In man, rabbit and cat, the effects of motilin and motilides are neurally mediated in vivo, whereas in vitro binding and contractility studies suggest the presence of a smooth muscular receptor. The aim of this study was to investigate in vitro interactions of motilin with the enteric excitatory neurotransmission in the gastric antrum of the rabbit. Circular muscle strips from the pre-pyloric antrum were subjected to electrical field stimulation (1 ms, 1–32 Hz, 10 s train) and muscle twitch responses were recorded isometrically. Induced twitch responses were frequency dependent (1–32 Hz) and entirely neurogenic (tetrodotoxin sensitive). [Nle13]motilin dose-dependently (10−9–10−8 M) enhanced the amplitude of, atropine sensitive, evoked contractions. At 4 Hz the response, expressed as a % of the response to 32 Hz, increased from 15.5±4.1% (control) to 28.1±5.8% (motilin 10−9 M), and to 45.8±3.6% (motilin 10−8.5 M) (P<0.05). This effect was not inhibited by hexamethonium (10−3.3 M) but was abolished by the motilin receptor antagonist GM-109 (10−5 M). In unstimulated strips, motilin induced phasic-tonic contractions with a threshold concentration of 10−8 M and an pEC50 of 7.48, which were also inhibited by GM-109 (10−5 M) but not by tetrodotoxin (10−5.5 M). The maximal tension, frequency and dose-dependency of carbachol-induced contractions were not influenced by motilin (pEC50, carbachol: 6.48±0.06 (control), 6.49±0.07 (motilin)). In conclusion, motilin enhances contractions induced by electrical field stimulation in the rabbit antrum by a post-ganglionic interaction with the cholinergic neurotransmission in vitro at low doses and interacts directly with antral smooth muscle at high doses. This model is an accurate reflection of the in vivo effects of motilin and provides a tool to study neurogenic and myogenic actions of motilin and motilides in vitro.

Introduction

The 22 amino acid peptide motilin is able to induce gastrointestinal motor activity and has been implied in the regulation of phase III of the migrating motility complex in the mammalian gastrointestinal tract. Motilin is secreted by neuro-endocrine cells in the duodenal mucosa and is thought to have a hormonal action on the contractility of the gastric antrum and the proximal intestine. For a recent review see Poitras (1994). In vitro organ bath studies in man, rabbit and cat demonstrated that the contractile effects of motilin are mediated through a direct action on a smooth muscle receptor, since they are not antagonized by muscarinic blockade or by inhibition of axonal conductance with tetrodotoxin (Strunz et al., 1975; Adachi et al., 1981; Lüdtke et al., 1989; Depoortere et al., 1993, Kitazawa et al., 1994). Specific binding sites for motilin have been identified in homogenates of the antral smooth muscle layers of man, rabbit and cat (Bormans et al., 1986; Peeters et al., 1988; Depoortere et al., 1993) and biotinylated motilin binds specifically to isolated rabbit smooth muscle cells (Sakai et al., 1994).

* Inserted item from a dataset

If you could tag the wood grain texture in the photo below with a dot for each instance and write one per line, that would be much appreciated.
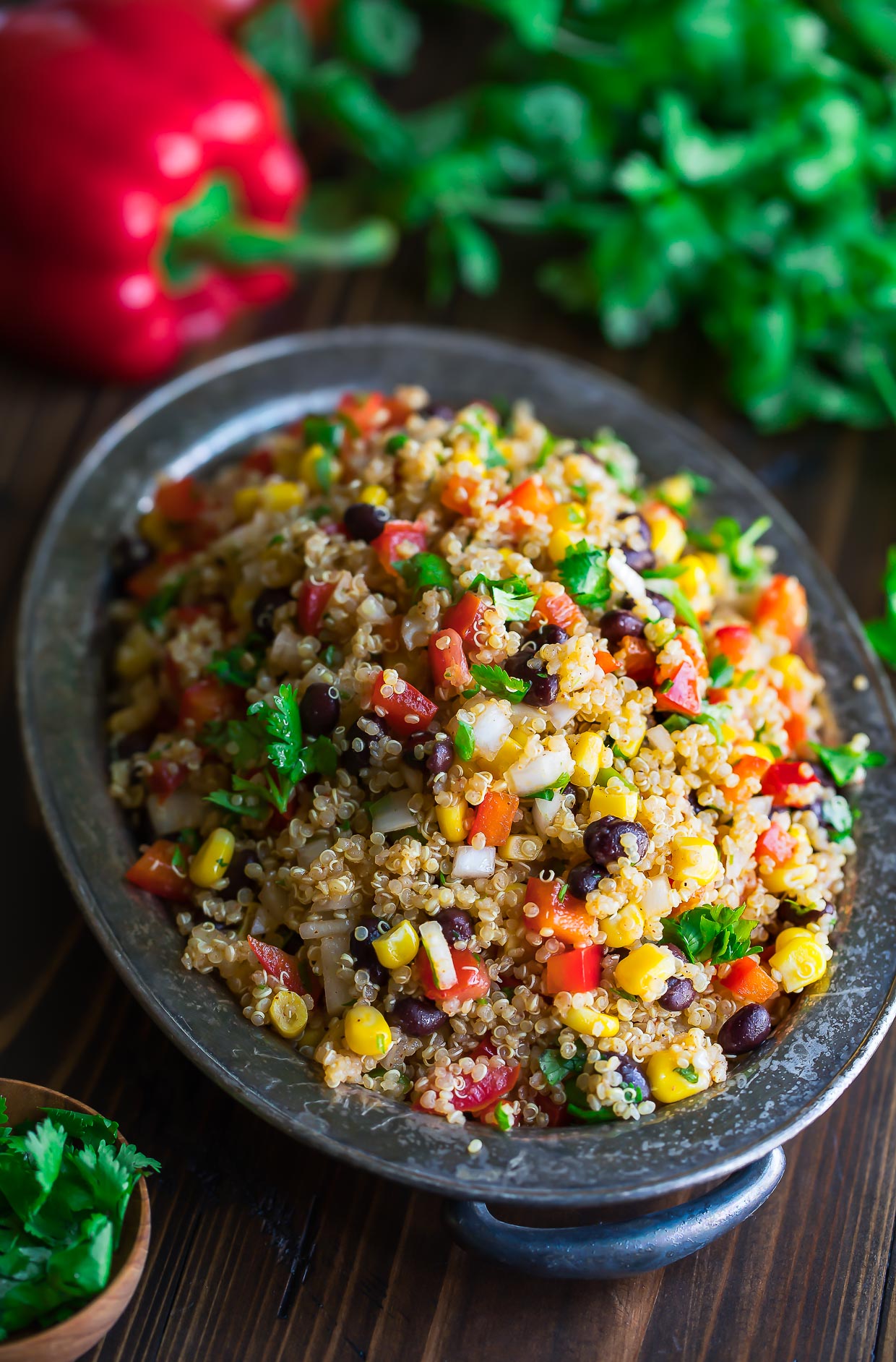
(263, 1251)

In vivo studies, however, have demonstrated that motilin exerts its effects on gut motility predominantly by activating excitatory neuronal pathways. In the dog, a species in which motilin has no effects in vitro, motilin-induced contractions in vivo are mediated by cholinergic nerves in the antrum and by cholinergic and non-cholinergic nerves in the duodenum (Fox et al., 1983; Itoh, 1990). However, also in man and rabbit, species with a smooth muscle motilin-receptor, the effect of motilin in the gastric antrum in vivo, is blocked by atropine (Boivin et al., 1995; Kitazawa et al., 1994). Therefore, a discrepancy exists between the in vivo and in vitro mechanisms of motilin action in man and rabbit. Furthermore, this discrepancy also exists for the macrolide antibiotic erythromycin, and for its more potent derivatives, the motilides. In vitro erythromycin and the motilides EM-523 and EM-574, act in rabbit and man on a smooth muscle motilin receptor (Peeters et al., 1989; Depoortere et al., 1989; Satoh et al., 1990, Satoh et al., 1994) as was definitively demonstrated by the development of the first motilin antagonist (Peeters et al., 1994; Depoortere et al., 1995). However, in dog and man the induction of gastric activity fronts by erythromycin and motilides is inhibited by atropine (Sarna et al., 1991; Shiba et al., 1995; Coulie et al., 1996).

Recently, neurally mediated effects were also detected in vitro. In the duodenum of the rabbit the tonic response to motilin appears to have a cholinergic component and motilin enhances the release of acetylcholine (Kitazawa et al., 1993). In the same species erythromycin in low doses has neurally mediated, chronotropic effects on betanechol and substance-P induced contractions in the gastric antrum and stimulates inhibitory neurotransmission to the pyloric muscle (Parkman et al., 1995, Parkman et al., 1996). On the other hand, in the chicken proventriculus motilin enhanced the response to electrical field stimulation (Kitazawa et al., 1995). However, these effects required concentrations higher than those needed to stimulate smooth muscle tissue directly.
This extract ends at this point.